Data collection and analysis: At least two review authors independently screened studies, extracted data, and assessed the risk of bias and applicability concerns, using the QUADAS-2 checklist. We presented the results of sensitivity and specificity, using paired forest plots, and we tabulated the results. We used a hierarchical meta-analysis model where appropriate. We presented uncertainty of the accuracy estimates using 95% confidence intervals (CIs). We double-checked all data extractions and analyses.

Main results: We included 34 studies, with 4841 participants. We judged all studies to be at high risk of bias in at least one domain because most studies used different reference standards, often inappropriate to exclude the presence of the target condition, and the time interval between the index test and the reference standard was rarely defined.
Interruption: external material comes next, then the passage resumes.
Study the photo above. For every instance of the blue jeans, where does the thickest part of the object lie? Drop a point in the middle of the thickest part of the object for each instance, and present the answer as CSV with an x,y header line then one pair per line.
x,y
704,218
Regarding applicability, we judged 15% (5/34) of studies to be at low concern and 85% (29/34) of studies to be at high concern mostly owing to characteristics of the participants, most of whom were on waiting lists for orthotopic liver transplantation, and due to pathology of the explanted liver being the only reference standard. MRI for hepatocellular carcinoma of any size and stage: sensitivity 84.4% (95% CI 80.1% to 87.9%) and specificity 93.8% (95% CI 90.1% to 96.1%) (34 studies, 4841 participants; low-certainty evidence). MRI for resectable hepatocellular carcinoma: sensitivity 84.3% (95% CI 77.6% to 89.3%) and specificity 92.9% (95% CI 88.3% to 95.9%) (16 studies, 2150 participants; low-certainty evidence). The observed heterogeneity in the results remains mostly unexplained. The sensitivity analyses, which included only studies with clearly prespecified positivity criteria and only studies in which the reference standard results were interpreted without knowledge of the results of the index test, showed no variation in the results.

Authors' conclusions: We found that using MRI as a second-line imaging modality to diagnose hepatocellular carcinoma of any size and stage, 16% of people with hepatocellular carcinoma would be missed, and 6% of people without hepatocellular carcinoma would be unnecessarily treated. For resectable hepatocellular carcinoma, we found that 16% of people with resectable hepatocellular carcinoma would improperly not be resected, while 7% of people without hepatocellular carcinoma would undergo inappropriate surgery. The uncertainty resulting from the high risk of bias in the included studies and concerns regarding their applicability limit our ability to confidently draw conclusions based on our results.